Since Pastor Greg Drake came five years ago, some things have changed. As noted in a news story, some people are ticked. Royally ticked, actually.

Here are the things cited that have changed:

1. The church name (it used to be Abilene Baptist Church)

2. No more ‘hymn book singing’

3. Removal of the piano and organ

4. Printed words to songs are now “replaced by a screen”

5. Several pews were removed

6. Some stained glass was partially covered.

7. Shut down Sunday School classes (these classes met for SS, then left before the service started)

8. Walking away from the SBC

The result? A lawsuit in county court questioning the legal ownership of the church entity, going back to the original deed in 1876.
Rhoades conclusion?
I hope that I don’t become like this when I’m older.

I hope that if/when I walk away from a church and it’s leadership, it’s about something much more important that hymnbooks, pews, stained glass and the like.

I pray that I don’t end up a bitter, angry, hopeless man as I get older.
Change is not the problem here - it is how the change is done that is the problem. When people have spent literally a lifetime building and sustaining a church and someone new comes in and tells them their time is done - that's the problem. Such people should be honored, not trampled.

But yet I have seen it time and again, youth comes in, determines the old folks irrelevant and simply casts them to the side.
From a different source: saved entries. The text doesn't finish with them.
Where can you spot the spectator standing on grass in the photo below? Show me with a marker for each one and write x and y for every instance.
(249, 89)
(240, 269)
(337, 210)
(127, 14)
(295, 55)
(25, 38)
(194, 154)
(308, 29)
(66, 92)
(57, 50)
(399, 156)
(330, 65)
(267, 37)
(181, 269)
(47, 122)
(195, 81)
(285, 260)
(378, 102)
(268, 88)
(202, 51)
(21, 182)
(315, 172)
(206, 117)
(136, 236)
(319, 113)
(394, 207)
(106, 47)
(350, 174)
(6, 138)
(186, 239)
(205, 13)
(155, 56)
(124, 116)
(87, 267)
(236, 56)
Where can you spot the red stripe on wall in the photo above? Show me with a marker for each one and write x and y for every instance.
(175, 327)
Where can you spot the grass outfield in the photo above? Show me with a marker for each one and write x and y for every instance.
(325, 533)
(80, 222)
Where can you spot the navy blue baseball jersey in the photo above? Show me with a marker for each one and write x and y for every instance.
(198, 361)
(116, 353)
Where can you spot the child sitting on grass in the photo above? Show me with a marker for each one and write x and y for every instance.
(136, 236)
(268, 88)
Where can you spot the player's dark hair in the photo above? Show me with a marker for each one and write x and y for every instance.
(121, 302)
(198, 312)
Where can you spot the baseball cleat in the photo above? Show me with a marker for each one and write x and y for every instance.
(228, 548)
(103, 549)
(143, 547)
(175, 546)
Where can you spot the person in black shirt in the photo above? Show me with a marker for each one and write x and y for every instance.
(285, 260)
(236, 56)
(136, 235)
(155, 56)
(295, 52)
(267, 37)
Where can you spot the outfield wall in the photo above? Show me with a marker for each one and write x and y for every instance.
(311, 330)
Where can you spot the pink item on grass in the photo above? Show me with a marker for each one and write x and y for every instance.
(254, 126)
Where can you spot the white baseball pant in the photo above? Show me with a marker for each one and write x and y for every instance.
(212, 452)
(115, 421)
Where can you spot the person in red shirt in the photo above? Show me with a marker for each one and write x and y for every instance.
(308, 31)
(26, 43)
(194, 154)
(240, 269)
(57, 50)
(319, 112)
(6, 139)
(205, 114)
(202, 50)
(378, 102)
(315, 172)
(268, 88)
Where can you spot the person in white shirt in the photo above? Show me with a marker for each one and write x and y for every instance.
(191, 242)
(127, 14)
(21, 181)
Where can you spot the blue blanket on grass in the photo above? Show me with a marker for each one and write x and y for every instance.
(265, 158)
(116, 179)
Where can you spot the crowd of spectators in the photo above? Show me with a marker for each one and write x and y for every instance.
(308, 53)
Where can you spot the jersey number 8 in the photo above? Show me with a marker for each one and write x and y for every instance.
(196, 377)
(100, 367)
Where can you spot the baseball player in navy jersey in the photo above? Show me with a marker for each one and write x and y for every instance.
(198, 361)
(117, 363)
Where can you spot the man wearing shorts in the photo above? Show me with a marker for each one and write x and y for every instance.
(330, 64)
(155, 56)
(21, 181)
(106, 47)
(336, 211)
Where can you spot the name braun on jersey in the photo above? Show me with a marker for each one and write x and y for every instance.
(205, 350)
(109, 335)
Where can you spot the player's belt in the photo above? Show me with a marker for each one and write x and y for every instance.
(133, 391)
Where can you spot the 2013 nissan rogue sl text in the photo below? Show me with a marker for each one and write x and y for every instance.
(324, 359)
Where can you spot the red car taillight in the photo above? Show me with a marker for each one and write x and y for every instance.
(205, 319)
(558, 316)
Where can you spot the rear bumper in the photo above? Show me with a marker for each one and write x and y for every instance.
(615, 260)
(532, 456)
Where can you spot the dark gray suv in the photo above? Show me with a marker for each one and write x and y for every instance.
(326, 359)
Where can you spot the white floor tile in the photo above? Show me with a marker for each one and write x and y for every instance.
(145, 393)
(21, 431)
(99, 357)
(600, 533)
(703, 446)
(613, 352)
They do not even bother to ask the old folks why they like it the way it is, or is their a way to make the change easier for them - just out with the old, in with the new.

There is something really wrong with this sort of thing and simply to write it off to cantankerous oldness in to miss the point. I can promise you that if it gets to a lawsuit, the cantankerousness is with more than the old folks. That bus runs both ways.

Somewhere grace and respect for the elderly is missing, which tells me there is a lot more that is missing that meets the eye.

What I hope I never become is a person that forgets that those older than me have things to offer and that they worked and sacrificed to give me what I have now and that I should honor them for that.